The scandal marks the end of the once relentless rise of News Corp. A decade on from the first revelations, News of the World (the paper that first brought the Murdochs to London) is long closed and The Sun has joined that gaggle of News Corp assets that it can’t sell and won’t close.
About one-eighth of these billions were paid to the victims of the hacking. That’s according to Crikey‘s review of the past decade of company reports from News Group Newspapers Ltd (the News Corp subsidiary which operates The Sun).
These victims were the celebrities (and often non-celebrities) caught up in the company’s phone hacking, police bribes and improper influence to get stories mainly for News of the World. It seems to go as far back as the 1990s, accelerating from 2005. The Guardian broke the story in 2009 and its steady reporting saw the scandal explode out of control. Two years later it was revealed News of the World had hacked the phone of missing teenager Milly Dowler.
The names paid out are a who’s who of the UK, from the royal family down. There’s more to come too. News Corp’s end-of-year US filings indicate that it has a continuing provision of about A$70 million for unresolved claims.
The big winners? The lawyers, of course. According to the UK reports, News Corp has paid more than £292 million (A$575 million) in legal fees to manage the scandal since 2011.
Other than lawyers, the largest single cost is the closure of the News of the World following the Dowler exposé. This cost News Corp £60.6 million (A$119 million) in redundancies and restructuring costs. The company had to write off the masthead’s value at £160 million (A$315 million) and was shamed into donating the revenues of the paper’s final edition (about £3 million or A$5.9 million) to charity.
The remaining costs (about £129 million or A$254 million) went to the inquiries and costs of the so-called Management and Standards Committee, set up as an independent entity within News Corp to oversee the masthead’s ethical behaviour.
The figures throw into relief the impact on the company, particularly on its once powerful UK journalism, which started with buying the News of the World in 1969. In 1982, The Sun journalistically patented “GOTCHA” in celebration of the sinking of the Argentine warship General Belgrano (killing 323). In 1992, it could brag that it changed elections (“It’s The Sun Wot Won It”).
When the scandal broke open in 2011, The Sun was selling more than 3 million copies a day.
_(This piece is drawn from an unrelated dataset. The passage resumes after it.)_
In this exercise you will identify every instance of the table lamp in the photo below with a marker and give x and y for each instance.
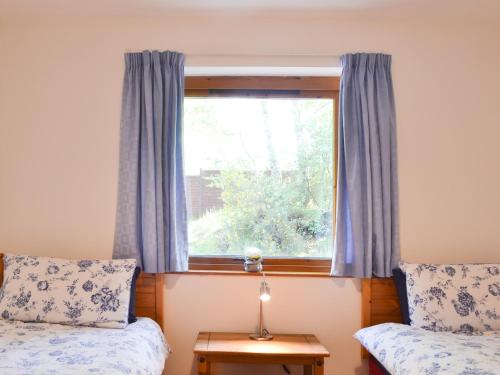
(265, 295)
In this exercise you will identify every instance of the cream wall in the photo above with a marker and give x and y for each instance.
(60, 87)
Now, it’s latest figures show sluggish annual revenues of about £400 million off a declared circulation of 1.38 million.
As a mass market tabloid, it’s been unable to follow other mastheads in building digital reader revenues behind a paywall.
Under the terms of the 2013 corporate split, many of these costs have been passed on to its corporate cousin Fox which has indemnified News Corp for “civil claims and investigations … as well as legal and professional fees”. Some will also be covered by insurance for the company directors.
The big cost is the opportunity cost: the scandal cost the Murdochs’ ownership of British satellite broadcaster, Sky Limited, and its related European pay television subsidiaries. That ownership — and the healthy cashflows it delivers — was set to be the centre of the global empire.
A decade ago, the scandal forced the Murdochs (who owned a controlling 39.1%) to abandon their bid for full control of the company. After the news broke, it was forced to abandon the bid. By the time it was able to revisit the offer in late 2016, it found itself out-bid by US competitor Comcast.
By then, the Murdochs had sold their Sky holding to Disney as part of the merger with 20th Century Fox. Disney, in turn, sold out to Comcast, leaving News Corp as a far more marginal player in the UK media market — the place where it began its global growth.